The typed postcard read: “Dear Manya: After so many years, it’s time for us to meet again. Unless you write me otherwise, I will be at your house at twelve o’clock for lunch, June 20. Sincerely, Mr. Elkin.”
I read it to myself once and out loud to Bubby twice. She sat in the kitchen chair immobilized. As in the game “Simon Says” where if you forget to ask “May I” you have to hold the position you’re in until your turn comes around again, she put both of her hands to her heart and sat utterly still.
“Bubby, Mister Elkin is coming to see you. Are you glad, Bubby, are you glad?”
It was Friday. My parents had slept late and then taken the subway to the Roxy. Willy was off with Dr. Wolfson having his allergies tested. Clayton was delivering the week’s bakery orders. I shook her shoulder. “Bubby, are you all right? Why don’t you say something? Do you want to see Mister Elkin?”
She didn’t answer. Maybe she was waiting for her heart to slow down. Finally she said, “Ich vayst nisht.”
“You don’t know if you want to see him or not?”
“I don’t know.”
“But Bubby, you always talk about Mister Elkin . . .”
She let out a long sigh. “Talking is one thing, seeing is another.”
I jiggled from foot to foot. “Don’t you love him anymore?”

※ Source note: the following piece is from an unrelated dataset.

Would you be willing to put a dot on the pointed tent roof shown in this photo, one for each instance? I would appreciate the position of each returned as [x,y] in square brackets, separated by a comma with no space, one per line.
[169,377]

I was accustomed to yes or no answers. When my mother uttered “maybe,” “perhaps,” “I’m not sure,” “I’ll think about it,” it translated into “no.” My daily existence was organized by simple guidelines. For Bubby to tell me that she didn’t know how she felt about Mister Elkin threw me into profound confusion. I desperately longed for her assertiveness. “Do you want me to call anyone? Shall I call Uncle Goodman?”
“What can he do for me, but sure, why not? Call him at the factory.”

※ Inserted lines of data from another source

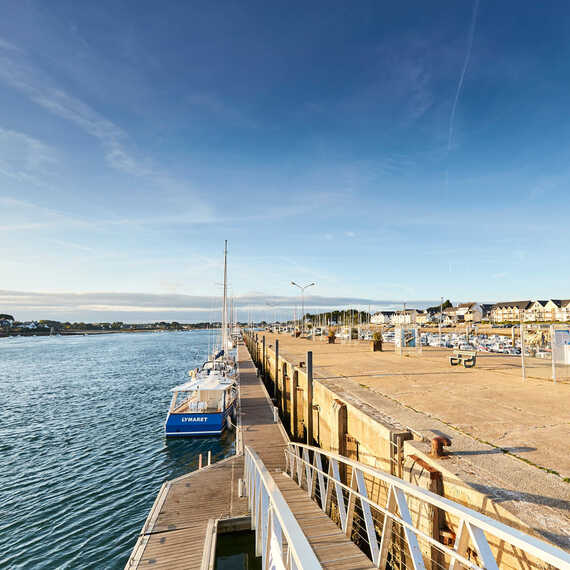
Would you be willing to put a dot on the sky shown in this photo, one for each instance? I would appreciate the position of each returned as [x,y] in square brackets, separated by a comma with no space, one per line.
[387,151]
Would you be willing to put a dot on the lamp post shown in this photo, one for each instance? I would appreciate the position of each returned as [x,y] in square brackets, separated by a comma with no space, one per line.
[303,287]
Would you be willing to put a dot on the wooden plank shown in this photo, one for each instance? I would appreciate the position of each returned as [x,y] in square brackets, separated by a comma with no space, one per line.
[177,527]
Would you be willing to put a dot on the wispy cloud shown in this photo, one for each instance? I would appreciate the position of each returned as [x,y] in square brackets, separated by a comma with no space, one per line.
[213,105]
[18,72]
[25,158]
[463,72]
[142,306]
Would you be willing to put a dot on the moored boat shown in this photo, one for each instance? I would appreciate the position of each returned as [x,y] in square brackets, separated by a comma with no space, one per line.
[202,405]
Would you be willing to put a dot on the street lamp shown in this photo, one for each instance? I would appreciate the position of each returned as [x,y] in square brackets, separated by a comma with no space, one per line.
[303,287]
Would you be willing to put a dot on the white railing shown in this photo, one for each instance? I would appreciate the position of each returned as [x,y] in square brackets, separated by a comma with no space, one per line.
[400,525]
[279,539]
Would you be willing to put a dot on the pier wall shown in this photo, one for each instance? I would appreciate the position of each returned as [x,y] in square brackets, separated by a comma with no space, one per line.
[318,412]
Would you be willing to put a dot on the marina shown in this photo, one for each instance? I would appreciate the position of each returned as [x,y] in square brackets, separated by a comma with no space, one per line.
[322,507]
[178,532]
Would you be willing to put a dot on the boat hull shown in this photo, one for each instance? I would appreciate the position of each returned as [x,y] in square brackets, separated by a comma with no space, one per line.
[197,424]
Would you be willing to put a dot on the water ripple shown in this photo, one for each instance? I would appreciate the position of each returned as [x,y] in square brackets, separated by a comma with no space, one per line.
[82,451]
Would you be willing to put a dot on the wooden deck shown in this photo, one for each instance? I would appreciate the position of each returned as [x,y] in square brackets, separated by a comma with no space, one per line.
[178,525]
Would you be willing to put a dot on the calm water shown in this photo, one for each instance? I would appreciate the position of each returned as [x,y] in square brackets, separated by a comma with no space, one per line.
[82,451]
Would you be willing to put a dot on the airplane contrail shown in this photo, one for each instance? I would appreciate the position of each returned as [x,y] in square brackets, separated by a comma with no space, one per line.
[463,72]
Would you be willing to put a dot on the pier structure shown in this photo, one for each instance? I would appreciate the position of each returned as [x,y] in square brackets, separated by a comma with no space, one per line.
[347,487]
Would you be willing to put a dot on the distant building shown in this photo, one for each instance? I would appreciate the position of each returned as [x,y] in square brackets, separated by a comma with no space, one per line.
[468,313]
[423,317]
[509,311]
[382,318]
[486,309]
[536,311]
[406,317]
[558,310]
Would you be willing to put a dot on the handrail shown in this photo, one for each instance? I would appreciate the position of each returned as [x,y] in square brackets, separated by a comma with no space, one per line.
[273,521]
[471,528]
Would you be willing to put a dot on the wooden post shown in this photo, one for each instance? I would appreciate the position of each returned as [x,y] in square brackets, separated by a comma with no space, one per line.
[284,378]
[309,415]
[276,368]
[264,361]
[294,387]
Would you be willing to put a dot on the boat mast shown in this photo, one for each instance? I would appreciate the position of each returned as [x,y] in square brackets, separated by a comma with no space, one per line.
[225,307]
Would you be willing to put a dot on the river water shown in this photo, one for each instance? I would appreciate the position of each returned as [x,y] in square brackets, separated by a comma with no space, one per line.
[82,450]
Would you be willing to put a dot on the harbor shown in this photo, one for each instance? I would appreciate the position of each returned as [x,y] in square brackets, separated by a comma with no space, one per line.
[297,390]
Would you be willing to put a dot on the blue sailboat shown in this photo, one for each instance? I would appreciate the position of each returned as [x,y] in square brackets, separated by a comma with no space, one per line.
[203,405]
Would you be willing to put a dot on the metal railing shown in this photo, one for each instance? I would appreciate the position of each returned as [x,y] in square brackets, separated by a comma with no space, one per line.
[279,539]
[400,525]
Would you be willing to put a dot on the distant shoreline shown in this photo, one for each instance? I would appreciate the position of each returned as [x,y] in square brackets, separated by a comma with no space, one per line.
[5,334]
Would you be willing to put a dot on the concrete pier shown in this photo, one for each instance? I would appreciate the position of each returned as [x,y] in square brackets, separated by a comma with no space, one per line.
[508,456]
[180,530]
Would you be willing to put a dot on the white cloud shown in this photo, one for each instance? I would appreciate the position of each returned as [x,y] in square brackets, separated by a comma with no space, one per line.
[141,306]
[25,158]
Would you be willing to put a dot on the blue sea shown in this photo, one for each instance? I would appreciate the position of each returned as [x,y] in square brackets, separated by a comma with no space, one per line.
[82,448]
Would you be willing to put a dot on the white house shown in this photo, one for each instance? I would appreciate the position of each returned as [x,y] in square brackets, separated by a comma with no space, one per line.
[382,318]
[468,313]
[406,317]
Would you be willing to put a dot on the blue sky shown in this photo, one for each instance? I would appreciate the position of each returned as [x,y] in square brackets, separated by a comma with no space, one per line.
[385,151]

After the phone rang three times, I hung up, not wanting to waste a call if someone else should answer. Then I dialed zero for the operator and asked for the Yonkers number. Flo, Aunt Bertha’s daughter, picked up on the first ring. “Is Aunt Bertha there? Tell her we had a postcard from Mister Elkin. It’s important.” Flo yelled, “Mother it’s important, a call from Ahnt Manya.”

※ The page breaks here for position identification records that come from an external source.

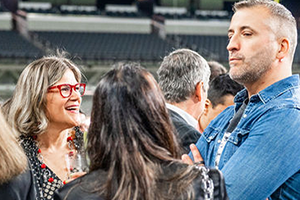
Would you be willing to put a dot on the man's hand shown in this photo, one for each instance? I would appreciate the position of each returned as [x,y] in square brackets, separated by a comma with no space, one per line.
[198,160]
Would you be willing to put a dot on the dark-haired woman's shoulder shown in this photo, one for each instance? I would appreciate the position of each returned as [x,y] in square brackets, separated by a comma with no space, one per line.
[82,187]
[20,187]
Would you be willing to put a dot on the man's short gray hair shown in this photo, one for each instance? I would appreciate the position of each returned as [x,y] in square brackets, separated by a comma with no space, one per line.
[179,74]
[286,25]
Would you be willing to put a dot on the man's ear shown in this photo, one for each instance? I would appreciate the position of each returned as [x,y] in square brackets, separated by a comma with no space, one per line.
[207,106]
[283,49]
[198,90]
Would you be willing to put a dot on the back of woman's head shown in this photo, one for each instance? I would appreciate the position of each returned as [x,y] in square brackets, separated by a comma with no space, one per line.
[26,110]
[130,131]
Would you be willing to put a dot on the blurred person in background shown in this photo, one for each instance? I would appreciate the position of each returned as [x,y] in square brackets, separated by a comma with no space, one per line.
[183,77]
[44,107]
[16,180]
[133,150]
[220,95]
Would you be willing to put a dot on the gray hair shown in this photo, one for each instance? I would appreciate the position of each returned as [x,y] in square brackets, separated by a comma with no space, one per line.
[12,158]
[179,74]
[26,110]
[286,25]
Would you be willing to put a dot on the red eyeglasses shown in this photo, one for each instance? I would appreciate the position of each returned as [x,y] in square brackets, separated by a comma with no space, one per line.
[65,90]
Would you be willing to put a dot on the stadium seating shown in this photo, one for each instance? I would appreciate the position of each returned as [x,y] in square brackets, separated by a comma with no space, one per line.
[14,45]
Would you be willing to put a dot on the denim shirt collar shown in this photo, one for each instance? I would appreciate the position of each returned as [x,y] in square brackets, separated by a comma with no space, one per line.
[270,92]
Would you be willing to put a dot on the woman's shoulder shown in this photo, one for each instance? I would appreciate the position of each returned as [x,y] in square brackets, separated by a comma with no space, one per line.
[20,187]
[83,187]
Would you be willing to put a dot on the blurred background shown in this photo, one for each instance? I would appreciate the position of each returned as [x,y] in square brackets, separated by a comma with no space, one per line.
[98,33]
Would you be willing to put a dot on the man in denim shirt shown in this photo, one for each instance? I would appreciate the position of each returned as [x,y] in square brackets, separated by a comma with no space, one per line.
[260,156]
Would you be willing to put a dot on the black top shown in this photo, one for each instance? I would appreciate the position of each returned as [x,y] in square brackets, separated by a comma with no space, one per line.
[84,187]
[186,133]
[21,187]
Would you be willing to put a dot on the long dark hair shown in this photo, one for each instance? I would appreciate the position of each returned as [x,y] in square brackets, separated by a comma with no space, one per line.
[130,133]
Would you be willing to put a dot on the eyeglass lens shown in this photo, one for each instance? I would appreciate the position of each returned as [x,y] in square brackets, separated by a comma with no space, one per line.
[66,90]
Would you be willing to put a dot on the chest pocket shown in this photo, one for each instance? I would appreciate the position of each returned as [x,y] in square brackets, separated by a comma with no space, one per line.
[211,133]
[238,136]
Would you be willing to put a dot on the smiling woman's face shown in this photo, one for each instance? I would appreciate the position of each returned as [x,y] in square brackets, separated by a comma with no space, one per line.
[62,112]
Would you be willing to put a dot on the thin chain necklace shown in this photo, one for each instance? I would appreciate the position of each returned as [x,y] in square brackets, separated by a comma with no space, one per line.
[43,166]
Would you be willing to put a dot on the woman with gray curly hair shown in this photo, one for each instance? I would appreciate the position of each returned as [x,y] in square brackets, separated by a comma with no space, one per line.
[42,111]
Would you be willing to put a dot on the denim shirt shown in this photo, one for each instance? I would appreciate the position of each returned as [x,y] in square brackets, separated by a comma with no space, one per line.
[262,156]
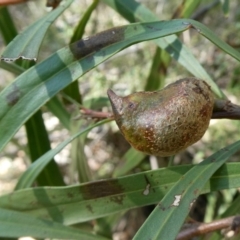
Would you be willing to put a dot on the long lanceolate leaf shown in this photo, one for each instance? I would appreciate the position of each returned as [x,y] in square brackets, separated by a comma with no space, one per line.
[29,176]
[16,224]
[175,205]
[89,201]
[36,86]
[135,11]
[26,45]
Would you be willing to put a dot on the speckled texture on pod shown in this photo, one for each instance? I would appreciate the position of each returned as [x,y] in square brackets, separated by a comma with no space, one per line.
[162,123]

I handed the phone to Bubby. “Mister Elkin cumt nexten Shabbas.”
Aunt Bertha’s cry of disbelief almost cracked the phone. “Goodman and I will be down in the morning, maybe ten o’clock. We’ll talk about everything. Manya, how are you taking this?”
“I don’t know.”
My grandmother may have been uncertain, but my father’s response left no room for doubt. “That lousy two-timing con man, that chiseler, that snake, that goniff, rats in sewers, a whole wall of roaches, bedbugs big as red grapes are better than that vermin, Mister Elkin. He took every cent of your savings, every penny of yours to go to South America to make a fortune, so he could marry you. Then he disappeared. It was a miracle that he didn’t come back in the middle of the night and take back those pearls and earrings he gave you.
“Don’t you remember how we tried to find out if he sailed for South America? How could you be so naive, so gullible, so foolish to not even ask him
where
in South America? Brazil? Argentina? Were you fainting with such love that you handed over your money to that swindler, that Ponzi, that schemer? For those kisses, you paid plenty. Every cent you had, not to mention that you actually wanted to marry him. A man with no character, no sense of right from wrong. Let him hang himself in front of Macy’s window.” My father took a dollar bill from under the candlestick, and put a match to it. “May he burn in hell like this dollar. He’ll never step foot in this house. Not if I have anything to say about it.”